O ambiente era tranqüilo e feliz.
Duas horas antes do início
efetivo da sessão começaram a chegar
os demais médiuns pertencentes a Casa.
Uns mais efusivos que outros como
ocorre em todo grupo, todos se
cumprimentam alegremente.
Faltando uma hora para o início
dos trabalhos é iniciada a
palestra destinada a assistência e médiuns.

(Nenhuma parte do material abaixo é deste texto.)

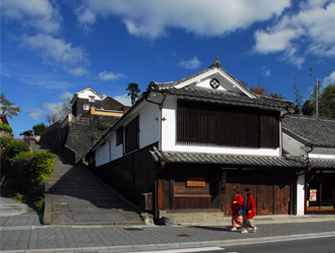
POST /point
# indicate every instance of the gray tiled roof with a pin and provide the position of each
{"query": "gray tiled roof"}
(239, 160)
(216, 96)
(311, 130)
(228, 98)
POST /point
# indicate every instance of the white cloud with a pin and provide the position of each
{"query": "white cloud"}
(106, 76)
(266, 71)
(328, 79)
(190, 64)
(39, 14)
(309, 31)
(123, 99)
(151, 19)
(78, 71)
(58, 52)
(66, 96)
(36, 114)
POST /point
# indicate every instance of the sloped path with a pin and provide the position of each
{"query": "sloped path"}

Com a palestra já quase no
fim, eis que chega Dora, médium de
pouco mais de três meses na Casa.
Entra quieta e apressada, cumprimenta os irmãos
de corrente com um
"Oi" geral, um sorriso amarelo e vai direto para o vestiário
trocar de roupa. Alguns médiuns se entreolham sem saber o porque
daquela irmã nunca se entrosar com eles.
Chega sempre em cima da hora da sessão, nunca
se oferece para ajudar
na faxina do terreiro e nem participa das obras assistenciais. Mesmo
quando é sessão de desenvolvimento, entra muda e sai
calada.
Essa atitude dela vem já causando algum desconforto
entre alguns
médiuns, que resolvem, com a "melhor das boas intenções"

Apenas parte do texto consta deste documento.